By Arab News
By Yossi Mekelberg*
When a US House of Representatives select committee late last month began its first hearing on the attempted Jan. 6 insurrection at the Capitol, six months had already passed since that act of homegrown terrorism, yet it was obvious that emotions were still raw.
The harrowing testimonies of officers who heroically defended US democracy, sometimes with their bare hands, revealed a story of a divided nation undergoing one of its worst domestic crises in a long time. The extreme trauma that these officers were subjected to on that day was underlined by their body language, tears of frustration and occasional raised voices, as they told of the horrors of a violent mob trying to take over the Capitol.
Many of the officers were physically, mentally and racially abused by the rioters, and may never return to the force as a result. Tragically, four officers who responded to the assault on that fateful day have since taken their own lives.
The American public badly needs to know the truth about what happened in Washington and deal with the reality of that day, even if it is, for many, an inconvenient truth: Who was behind it? What were their motivations? And what role did President Donald Trump play in instigating the violence by spreading lies about the presidential election being rigged, and by telling those gathered around Capitol Hill that “if you don’t fight like hell you’re not going to have a country anymore”?
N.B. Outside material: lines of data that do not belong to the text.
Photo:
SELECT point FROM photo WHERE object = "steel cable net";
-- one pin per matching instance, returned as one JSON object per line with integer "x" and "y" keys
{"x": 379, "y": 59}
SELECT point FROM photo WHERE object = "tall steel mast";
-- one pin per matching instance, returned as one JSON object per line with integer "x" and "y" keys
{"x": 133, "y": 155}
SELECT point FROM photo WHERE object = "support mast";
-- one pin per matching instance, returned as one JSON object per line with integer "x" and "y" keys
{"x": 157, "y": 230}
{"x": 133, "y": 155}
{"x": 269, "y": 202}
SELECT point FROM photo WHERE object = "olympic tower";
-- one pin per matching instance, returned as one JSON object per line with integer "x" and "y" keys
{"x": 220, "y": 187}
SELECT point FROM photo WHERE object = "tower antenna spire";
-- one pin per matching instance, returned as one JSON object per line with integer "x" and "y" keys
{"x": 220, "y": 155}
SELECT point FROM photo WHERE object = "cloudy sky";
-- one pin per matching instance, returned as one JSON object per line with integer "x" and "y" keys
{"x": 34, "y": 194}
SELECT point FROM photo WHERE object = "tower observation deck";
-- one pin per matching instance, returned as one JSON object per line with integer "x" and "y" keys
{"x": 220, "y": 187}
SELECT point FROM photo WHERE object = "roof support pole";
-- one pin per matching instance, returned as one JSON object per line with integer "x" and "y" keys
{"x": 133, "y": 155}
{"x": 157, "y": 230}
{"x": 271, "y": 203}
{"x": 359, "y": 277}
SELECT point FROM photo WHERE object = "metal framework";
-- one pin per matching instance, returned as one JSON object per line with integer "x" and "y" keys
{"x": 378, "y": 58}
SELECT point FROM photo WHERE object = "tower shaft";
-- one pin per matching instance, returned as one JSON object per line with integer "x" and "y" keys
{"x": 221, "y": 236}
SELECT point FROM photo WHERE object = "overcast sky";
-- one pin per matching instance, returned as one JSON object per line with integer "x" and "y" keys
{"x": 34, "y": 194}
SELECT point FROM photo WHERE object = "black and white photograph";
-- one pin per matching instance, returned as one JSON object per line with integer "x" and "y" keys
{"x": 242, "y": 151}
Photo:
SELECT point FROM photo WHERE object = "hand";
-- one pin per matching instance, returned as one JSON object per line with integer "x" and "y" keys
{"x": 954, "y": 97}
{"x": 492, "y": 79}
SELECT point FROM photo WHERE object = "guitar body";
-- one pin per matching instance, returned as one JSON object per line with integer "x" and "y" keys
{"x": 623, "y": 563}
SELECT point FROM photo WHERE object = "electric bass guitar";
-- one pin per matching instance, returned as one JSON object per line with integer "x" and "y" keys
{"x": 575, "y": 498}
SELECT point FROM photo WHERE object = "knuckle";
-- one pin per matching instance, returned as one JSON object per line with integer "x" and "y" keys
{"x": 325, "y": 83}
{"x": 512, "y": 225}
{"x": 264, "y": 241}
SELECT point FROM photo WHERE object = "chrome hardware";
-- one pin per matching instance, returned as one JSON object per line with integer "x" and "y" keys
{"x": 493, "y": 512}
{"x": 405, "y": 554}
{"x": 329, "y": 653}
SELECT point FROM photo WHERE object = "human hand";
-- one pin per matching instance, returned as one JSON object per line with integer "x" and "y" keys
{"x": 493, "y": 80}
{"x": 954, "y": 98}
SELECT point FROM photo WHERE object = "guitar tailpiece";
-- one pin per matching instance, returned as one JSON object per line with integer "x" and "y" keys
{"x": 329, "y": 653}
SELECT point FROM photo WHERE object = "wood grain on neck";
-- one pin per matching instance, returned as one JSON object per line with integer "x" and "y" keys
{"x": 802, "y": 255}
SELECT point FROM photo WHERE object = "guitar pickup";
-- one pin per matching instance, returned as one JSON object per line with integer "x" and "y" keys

No surprise, then, that most Americans appear to support a congressional commission to investigate these events, although Democrat voters outnumber Republicans on that question. Amid the current divisive societal discourse, the nation is polarized along political lines in its desire to know the truth about a defining moment in the country’s history when anti-democratic forces were ready to execute the unthinkable.
However, this situation is just the tip of the iceberg for a society which is deeply divided on almost every meaningful issue, and lacks mechanisms for constructive dialogue to bridge these divisions. The situation is made worse by a political system that in the past could put aside partisanship, at least behind closed doors, for the sake of governing the country. More recently it has been doing exactly the opposite and inflaming already existing frictions and discord.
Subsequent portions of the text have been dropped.